NORTH KOREA:North Korea is set to take a potentially giant leap out of the intellectual cold with the construction of a new English-language university staffed by academics from around the world teaching the cream of the country's graduate students.
Building of the Pyongyang University of Science and Technology (PUST) is nearing completion on a plot of land leased by the People's Army in the North's capital. The army has lent 800 solders to build the campus, largely funded by Christian evangelicals.
North Korean leader Kim Jong-Il is believed to have ordered the site cleared for use and granted the university the right to hire staff from anywhere in the world. PUST is expected to train a new generation of elite business executives and technicians.

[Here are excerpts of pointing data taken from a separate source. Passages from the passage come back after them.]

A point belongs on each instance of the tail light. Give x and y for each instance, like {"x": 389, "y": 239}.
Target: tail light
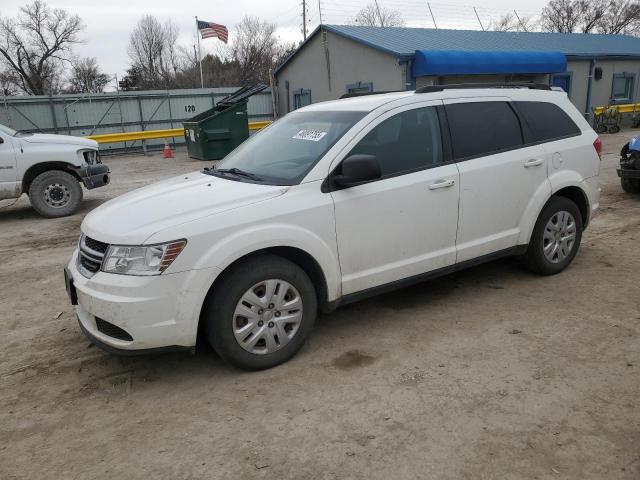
{"x": 597, "y": 144}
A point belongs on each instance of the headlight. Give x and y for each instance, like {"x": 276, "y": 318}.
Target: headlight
{"x": 143, "y": 260}
{"x": 91, "y": 157}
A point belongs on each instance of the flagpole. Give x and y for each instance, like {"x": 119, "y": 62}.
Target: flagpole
{"x": 199, "y": 53}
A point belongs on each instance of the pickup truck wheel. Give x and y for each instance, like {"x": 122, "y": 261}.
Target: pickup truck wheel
{"x": 55, "y": 194}
{"x": 261, "y": 313}
{"x": 556, "y": 237}
{"x": 630, "y": 185}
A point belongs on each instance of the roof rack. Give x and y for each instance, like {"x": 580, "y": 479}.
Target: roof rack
{"x": 440, "y": 88}
{"x": 363, "y": 94}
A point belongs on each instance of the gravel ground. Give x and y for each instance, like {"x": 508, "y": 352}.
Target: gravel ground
{"x": 492, "y": 373}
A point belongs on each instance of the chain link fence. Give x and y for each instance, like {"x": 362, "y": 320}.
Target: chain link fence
{"x": 117, "y": 112}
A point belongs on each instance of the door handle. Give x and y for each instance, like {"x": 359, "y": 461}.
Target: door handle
{"x": 442, "y": 184}
{"x": 534, "y": 162}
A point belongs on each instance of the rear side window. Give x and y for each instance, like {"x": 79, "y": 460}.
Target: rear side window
{"x": 483, "y": 128}
{"x": 547, "y": 121}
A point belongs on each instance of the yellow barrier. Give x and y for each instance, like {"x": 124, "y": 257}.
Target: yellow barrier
{"x": 624, "y": 108}
{"x": 155, "y": 134}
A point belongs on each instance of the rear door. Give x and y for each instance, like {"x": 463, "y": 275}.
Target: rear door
{"x": 403, "y": 224}
{"x": 499, "y": 175}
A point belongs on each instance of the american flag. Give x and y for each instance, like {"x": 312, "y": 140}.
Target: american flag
{"x": 208, "y": 29}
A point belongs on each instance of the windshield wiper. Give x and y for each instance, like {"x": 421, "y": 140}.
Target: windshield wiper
{"x": 238, "y": 173}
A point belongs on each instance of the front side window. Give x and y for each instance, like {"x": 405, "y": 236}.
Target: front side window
{"x": 406, "y": 142}
{"x": 285, "y": 152}
{"x": 483, "y": 128}
{"x": 547, "y": 121}
{"x": 622, "y": 90}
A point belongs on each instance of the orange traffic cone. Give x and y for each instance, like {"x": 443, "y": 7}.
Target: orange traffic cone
{"x": 166, "y": 152}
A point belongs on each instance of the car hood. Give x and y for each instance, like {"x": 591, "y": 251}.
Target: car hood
{"x": 59, "y": 139}
{"x": 134, "y": 217}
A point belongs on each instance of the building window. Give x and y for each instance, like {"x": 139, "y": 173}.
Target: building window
{"x": 563, "y": 81}
{"x": 360, "y": 87}
{"x": 301, "y": 98}
{"x": 622, "y": 90}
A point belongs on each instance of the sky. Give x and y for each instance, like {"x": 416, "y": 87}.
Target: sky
{"x": 108, "y": 23}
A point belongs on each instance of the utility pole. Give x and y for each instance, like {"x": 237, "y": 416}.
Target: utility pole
{"x": 379, "y": 14}
{"x": 520, "y": 21}
{"x": 432, "y": 17}
{"x": 304, "y": 19}
{"x": 478, "y": 17}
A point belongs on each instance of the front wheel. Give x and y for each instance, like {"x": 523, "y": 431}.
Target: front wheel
{"x": 556, "y": 237}
{"x": 261, "y": 312}
{"x": 55, "y": 194}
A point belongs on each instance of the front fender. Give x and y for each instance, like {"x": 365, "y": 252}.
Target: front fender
{"x": 253, "y": 239}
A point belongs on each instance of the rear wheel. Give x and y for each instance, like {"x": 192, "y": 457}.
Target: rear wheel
{"x": 261, "y": 313}
{"x": 630, "y": 185}
{"x": 55, "y": 194}
{"x": 556, "y": 237}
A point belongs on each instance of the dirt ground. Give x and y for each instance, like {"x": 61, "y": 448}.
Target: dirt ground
{"x": 492, "y": 373}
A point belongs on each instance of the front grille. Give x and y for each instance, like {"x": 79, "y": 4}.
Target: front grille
{"x": 95, "y": 245}
{"x": 111, "y": 330}
{"x": 90, "y": 255}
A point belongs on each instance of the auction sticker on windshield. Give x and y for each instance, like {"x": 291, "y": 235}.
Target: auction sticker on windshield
{"x": 313, "y": 135}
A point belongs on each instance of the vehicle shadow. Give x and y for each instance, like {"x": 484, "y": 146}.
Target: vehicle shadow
{"x": 23, "y": 211}
{"x": 340, "y": 324}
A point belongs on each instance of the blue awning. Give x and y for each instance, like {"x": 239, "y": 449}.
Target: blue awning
{"x": 453, "y": 62}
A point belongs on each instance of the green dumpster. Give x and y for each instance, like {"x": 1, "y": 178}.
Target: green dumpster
{"x": 211, "y": 135}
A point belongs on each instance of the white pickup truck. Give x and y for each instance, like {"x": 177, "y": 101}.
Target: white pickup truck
{"x": 49, "y": 168}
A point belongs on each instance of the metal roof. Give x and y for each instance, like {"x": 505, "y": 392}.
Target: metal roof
{"x": 403, "y": 42}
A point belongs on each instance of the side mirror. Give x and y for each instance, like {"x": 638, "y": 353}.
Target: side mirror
{"x": 358, "y": 169}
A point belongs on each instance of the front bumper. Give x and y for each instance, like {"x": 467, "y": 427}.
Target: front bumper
{"x": 94, "y": 176}
{"x": 157, "y": 312}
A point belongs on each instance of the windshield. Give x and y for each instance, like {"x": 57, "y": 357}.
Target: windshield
{"x": 7, "y": 130}
{"x": 287, "y": 150}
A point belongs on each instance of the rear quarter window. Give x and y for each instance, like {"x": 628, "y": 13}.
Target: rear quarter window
{"x": 546, "y": 121}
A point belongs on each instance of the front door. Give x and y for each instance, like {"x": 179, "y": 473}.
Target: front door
{"x": 499, "y": 175}
{"x": 403, "y": 224}
{"x": 7, "y": 168}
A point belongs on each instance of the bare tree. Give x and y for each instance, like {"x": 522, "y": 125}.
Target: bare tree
{"x": 255, "y": 49}
{"x": 621, "y": 16}
{"x": 562, "y": 16}
{"x": 153, "y": 52}
{"x": 374, "y": 15}
{"x": 86, "y": 77}
{"x": 589, "y": 16}
{"x": 35, "y": 46}
{"x": 8, "y": 83}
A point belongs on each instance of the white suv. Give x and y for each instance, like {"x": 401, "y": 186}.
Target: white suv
{"x": 334, "y": 202}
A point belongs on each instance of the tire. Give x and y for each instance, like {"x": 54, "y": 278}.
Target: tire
{"x": 630, "y": 185}
{"x": 55, "y": 194}
{"x": 559, "y": 254}
{"x": 226, "y": 327}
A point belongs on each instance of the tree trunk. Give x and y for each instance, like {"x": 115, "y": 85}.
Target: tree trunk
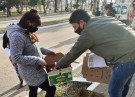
{"x": 55, "y": 8}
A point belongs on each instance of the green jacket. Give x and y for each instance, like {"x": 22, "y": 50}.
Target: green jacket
{"x": 106, "y": 37}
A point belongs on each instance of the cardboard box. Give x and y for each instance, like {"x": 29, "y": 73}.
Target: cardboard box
{"x": 58, "y": 76}
{"x": 101, "y": 75}
{"x": 51, "y": 60}
{"x": 86, "y": 93}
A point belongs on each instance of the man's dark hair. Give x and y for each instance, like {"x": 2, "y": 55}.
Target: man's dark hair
{"x": 32, "y": 16}
{"x": 78, "y": 15}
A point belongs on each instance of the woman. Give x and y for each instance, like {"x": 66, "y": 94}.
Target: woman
{"x": 27, "y": 54}
{"x": 6, "y": 47}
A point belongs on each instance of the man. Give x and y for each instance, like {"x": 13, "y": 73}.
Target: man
{"x": 110, "y": 39}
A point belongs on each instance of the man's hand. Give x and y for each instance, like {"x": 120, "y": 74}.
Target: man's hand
{"x": 44, "y": 65}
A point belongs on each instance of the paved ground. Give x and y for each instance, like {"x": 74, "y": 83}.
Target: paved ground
{"x": 9, "y": 82}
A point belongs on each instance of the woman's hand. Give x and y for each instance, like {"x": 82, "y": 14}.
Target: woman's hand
{"x": 44, "y": 65}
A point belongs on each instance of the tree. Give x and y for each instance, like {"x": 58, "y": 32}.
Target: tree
{"x": 33, "y": 2}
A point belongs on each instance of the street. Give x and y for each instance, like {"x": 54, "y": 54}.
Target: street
{"x": 58, "y": 39}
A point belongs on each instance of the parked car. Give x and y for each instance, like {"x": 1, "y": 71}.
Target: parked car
{"x": 121, "y": 11}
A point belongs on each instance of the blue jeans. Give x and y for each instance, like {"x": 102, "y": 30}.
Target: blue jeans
{"x": 120, "y": 79}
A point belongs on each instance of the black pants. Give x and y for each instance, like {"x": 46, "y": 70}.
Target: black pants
{"x": 50, "y": 90}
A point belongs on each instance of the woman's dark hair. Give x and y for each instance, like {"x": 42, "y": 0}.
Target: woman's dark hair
{"x": 78, "y": 15}
{"x": 32, "y": 16}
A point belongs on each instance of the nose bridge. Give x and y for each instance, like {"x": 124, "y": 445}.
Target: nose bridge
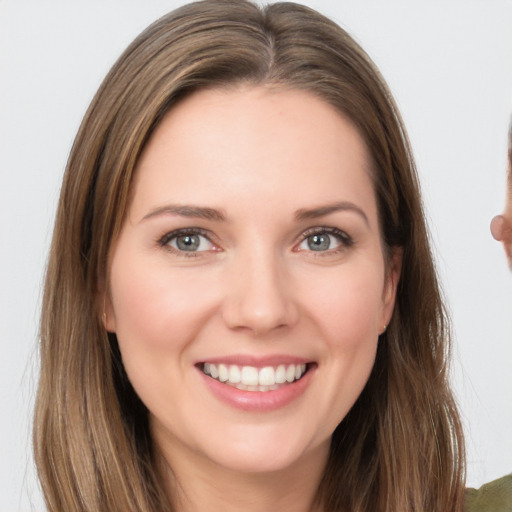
{"x": 259, "y": 294}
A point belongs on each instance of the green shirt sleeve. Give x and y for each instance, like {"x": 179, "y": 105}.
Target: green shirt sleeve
{"x": 496, "y": 496}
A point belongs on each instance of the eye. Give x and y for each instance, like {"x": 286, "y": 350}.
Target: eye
{"x": 187, "y": 241}
{"x": 324, "y": 240}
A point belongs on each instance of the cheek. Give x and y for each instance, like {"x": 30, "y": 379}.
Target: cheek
{"x": 347, "y": 306}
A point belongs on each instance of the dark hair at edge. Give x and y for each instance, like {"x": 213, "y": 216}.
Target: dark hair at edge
{"x": 400, "y": 447}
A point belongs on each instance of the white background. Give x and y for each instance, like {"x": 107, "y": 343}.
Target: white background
{"x": 449, "y": 64}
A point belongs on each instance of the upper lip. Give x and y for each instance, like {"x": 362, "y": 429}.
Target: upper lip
{"x": 256, "y": 361}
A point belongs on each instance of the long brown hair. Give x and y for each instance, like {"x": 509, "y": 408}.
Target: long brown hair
{"x": 400, "y": 447}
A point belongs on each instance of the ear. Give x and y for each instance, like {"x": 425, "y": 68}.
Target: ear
{"x": 106, "y": 308}
{"x": 393, "y": 271}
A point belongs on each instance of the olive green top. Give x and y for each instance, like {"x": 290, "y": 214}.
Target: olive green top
{"x": 495, "y": 496}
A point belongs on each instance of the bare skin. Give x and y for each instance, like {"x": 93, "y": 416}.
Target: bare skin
{"x": 501, "y": 225}
{"x": 252, "y": 244}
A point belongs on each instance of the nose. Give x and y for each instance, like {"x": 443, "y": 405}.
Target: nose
{"x": 260, "y": 296}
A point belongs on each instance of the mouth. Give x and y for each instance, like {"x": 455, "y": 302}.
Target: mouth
{"x": 251, "y": 378}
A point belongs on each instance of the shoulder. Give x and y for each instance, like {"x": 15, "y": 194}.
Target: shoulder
{"x": 496, "y": 496}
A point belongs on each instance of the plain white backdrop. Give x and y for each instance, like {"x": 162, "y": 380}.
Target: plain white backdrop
{"x": 449, "y": 65}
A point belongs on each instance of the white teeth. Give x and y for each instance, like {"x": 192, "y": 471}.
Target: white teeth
{"x": 234, "y": 374}
{"x": 249, "y": 378}
{"x": 290, "y": 373}
{"x": 267, "y": 376}
{"x": 223, "y": 373}
{"x": 281, "y": 374}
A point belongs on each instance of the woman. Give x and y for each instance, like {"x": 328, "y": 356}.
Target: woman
{"x": 241, "y": 308}
{"x": 501, "y": 225}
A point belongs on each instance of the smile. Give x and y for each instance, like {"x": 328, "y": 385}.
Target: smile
{"x": 250, "y": 378}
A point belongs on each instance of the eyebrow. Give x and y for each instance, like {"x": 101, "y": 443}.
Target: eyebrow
{"x": 321, "y": 211}
{"x": 201, "y": 212}
{"x": 197, "y": 212}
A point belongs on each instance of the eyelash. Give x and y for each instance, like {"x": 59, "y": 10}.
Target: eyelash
{"x": 344, "y": 239}
{"x": 168, "y": 237}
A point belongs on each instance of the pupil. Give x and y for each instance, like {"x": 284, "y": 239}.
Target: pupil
{"x": 188, "y": 242}
{"x": 319, "y": 242}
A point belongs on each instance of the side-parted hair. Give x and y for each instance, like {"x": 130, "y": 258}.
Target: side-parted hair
{"x": 400, "y": 447}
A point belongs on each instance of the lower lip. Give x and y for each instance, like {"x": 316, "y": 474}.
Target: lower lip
{"x": 259, "y": 401}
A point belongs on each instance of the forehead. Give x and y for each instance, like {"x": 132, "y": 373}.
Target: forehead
{"x": 255, "y": 143}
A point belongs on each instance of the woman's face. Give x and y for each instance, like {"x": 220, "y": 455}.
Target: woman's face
{"x": 248, "y": 285}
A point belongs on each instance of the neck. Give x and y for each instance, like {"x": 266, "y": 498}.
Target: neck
{"x": 199, "y": 485}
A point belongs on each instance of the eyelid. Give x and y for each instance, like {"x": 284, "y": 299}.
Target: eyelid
{"x": 345, "y": 240}
{"x": 164, "y": 240}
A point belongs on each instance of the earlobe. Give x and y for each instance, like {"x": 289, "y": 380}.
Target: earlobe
{"x": 394, "y": 270}
{"x": 106, "y": 309}
{"x": 108, "y": 317}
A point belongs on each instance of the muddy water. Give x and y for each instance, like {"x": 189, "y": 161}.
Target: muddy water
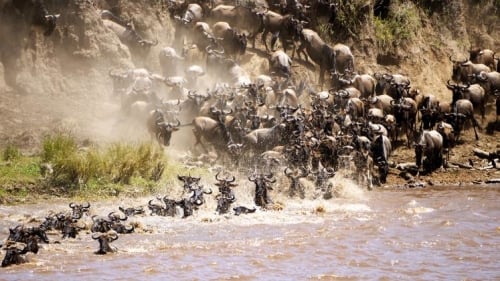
{"x": 438, "y": 233}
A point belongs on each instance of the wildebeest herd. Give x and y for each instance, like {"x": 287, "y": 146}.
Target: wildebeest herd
{"x": 276, "y": 121}
{"x": 105, "y": 229}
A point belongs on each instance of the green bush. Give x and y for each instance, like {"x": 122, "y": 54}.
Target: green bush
{"x": 10, "y": 153}
{"x": 402, "y": 24}
{"x": 57, "y": 146}
{"x": 91, "y": 166}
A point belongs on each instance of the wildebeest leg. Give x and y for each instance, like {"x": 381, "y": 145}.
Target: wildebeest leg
{"x": 474, "y": 125}
{"x": 321, "y": 76}
{"x": 198, "y": 137}
{"x": 273, "y": 41}
{"x": 300, "y": 50}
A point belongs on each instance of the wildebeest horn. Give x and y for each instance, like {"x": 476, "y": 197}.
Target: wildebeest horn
{"x": 482, "y": 76}
{"x": 252, "y": 178}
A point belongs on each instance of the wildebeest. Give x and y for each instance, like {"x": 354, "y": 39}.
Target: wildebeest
{"x": 280, "y": 63}
{"x": 129, "y": 36}
{"x": 490, "y": 81}
{"x": 284, "y": 27}
{"x": 381, "y": 150}
{"x": 243, "y": 210}
{"x": 319, "y": 52}
{"x": 187, "y": 207}
{"x": 463, "y": 70}
{"x": 104, "y": 242}
{"x": 365, "y": 83}
{"x": 262, "y": 185}
{"x": 132, "y": 211}
{"x": 35, "y": 13}
{"x": 429, "y": 145}
{"x": 170, "y": 61}
{"x": 245, "y": 19}
{"x": 482, "y": 56}
{"x": 295, "y": 185}
{"x": 14, "y": 252}
{"x": 233, "y": 42}
{"x": 160, "y": 128}
{"x": 79, "y": 209}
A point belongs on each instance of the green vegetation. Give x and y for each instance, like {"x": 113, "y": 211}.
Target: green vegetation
{"x": 402, "y": 24}
{"x": 10, "y": 153}
{"x": 351, "y": 17}
{"x": 86, "y": 172}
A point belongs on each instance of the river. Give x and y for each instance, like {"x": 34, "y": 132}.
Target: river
{"x": 432, "y": 233}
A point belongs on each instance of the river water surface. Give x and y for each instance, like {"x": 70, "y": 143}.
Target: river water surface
{"x": 434, "y": 233}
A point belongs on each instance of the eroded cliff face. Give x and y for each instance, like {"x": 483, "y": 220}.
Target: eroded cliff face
{"x": 44, "y": 79}
{"x": 73, "y": 58}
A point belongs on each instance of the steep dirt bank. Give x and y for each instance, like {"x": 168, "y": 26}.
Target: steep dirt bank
{"x": 61, "y": 80}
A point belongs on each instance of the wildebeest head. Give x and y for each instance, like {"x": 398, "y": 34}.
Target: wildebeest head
{"x": 163, "y": 129}
{"x": 131, "y": 211}
{"x": 79, "y": 209}
{"x": 225, "y": 184}
{"x": 456, "y": 74}
{"x": 13, "y": 253}
{"x": 243, "y": 210}
{"x": 295, "y": 185}
{"x": 189, "y": 182}
{"x": 224, "y": 201}
{"x": 457, "y": 90}
{"x": 187, "y": 207}
{"x": 104, "y": 242}
{"x": 114, "y": 217}
{"x": 262, "y": 182}
{"x": 100, "y": 224}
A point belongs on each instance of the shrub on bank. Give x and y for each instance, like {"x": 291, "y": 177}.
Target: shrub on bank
{"x": 116, "y": 164}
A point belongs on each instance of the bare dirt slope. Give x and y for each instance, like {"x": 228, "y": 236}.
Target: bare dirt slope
{"x": 61, "y": 80}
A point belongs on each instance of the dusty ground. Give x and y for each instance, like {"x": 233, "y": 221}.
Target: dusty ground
{"x": 65, "y": 85}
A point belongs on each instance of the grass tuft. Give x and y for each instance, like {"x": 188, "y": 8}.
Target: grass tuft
{"x": 402, "y": 24}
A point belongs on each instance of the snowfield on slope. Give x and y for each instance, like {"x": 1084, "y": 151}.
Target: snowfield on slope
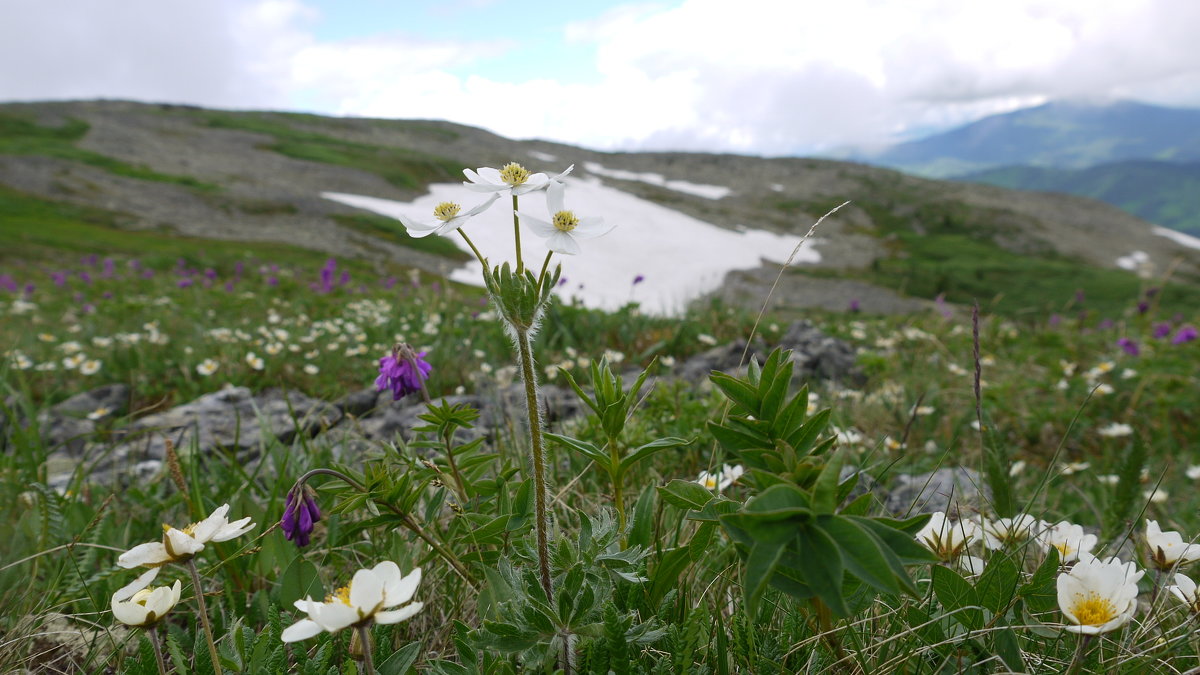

The project's leaders in South Korea and the US are playing down its potential impact for fear of spooking the North's jittery authorities, but they agree that it represents a seismic shift in the reclusive state's largely frozen relations with the rest of the world.
"It will be the country's first international university," says Prof Chan-Mo Park, PUST co-chair and a prominent Seoul scientist.
"The North has good universities, but they don't communicate with the rest of the world. This will let everyone know that the capacity of their scientists is very high."
Despite crumbling facilities, the North's standards of computer science, software and applied maths are world-class, say experts, and its youth is bursting with pent-up business energy. The university is expected to germinate spin-off businesses and eventually a Silicon Valley-style business park.
The faculty of 45 will offer an MA in business administration as well as courses on information technology and agriculture to an initial cohort of about 150 students recruited from the country's top research institutions.
But the unpredictability of the Kim Jong-Il government could still throw a spanner in the works. A key issue is whether staff and students will be allowed to access the internet freely, potentially a serious source of instability to the closed regime.
The facility could also face opposition from hardliners in the US administration of President George W. Bush, who may baulk at allowing the transfer of advanced technology to the PUST labs. Strict US export regulations forbid the sale of technology which could be used to make weapons to so-called "rogue regimes".
Meanwhile, Prof Park faces an uphill struggle convincing new lecturers to invest their future in a country with few of the traditional perks of academic life.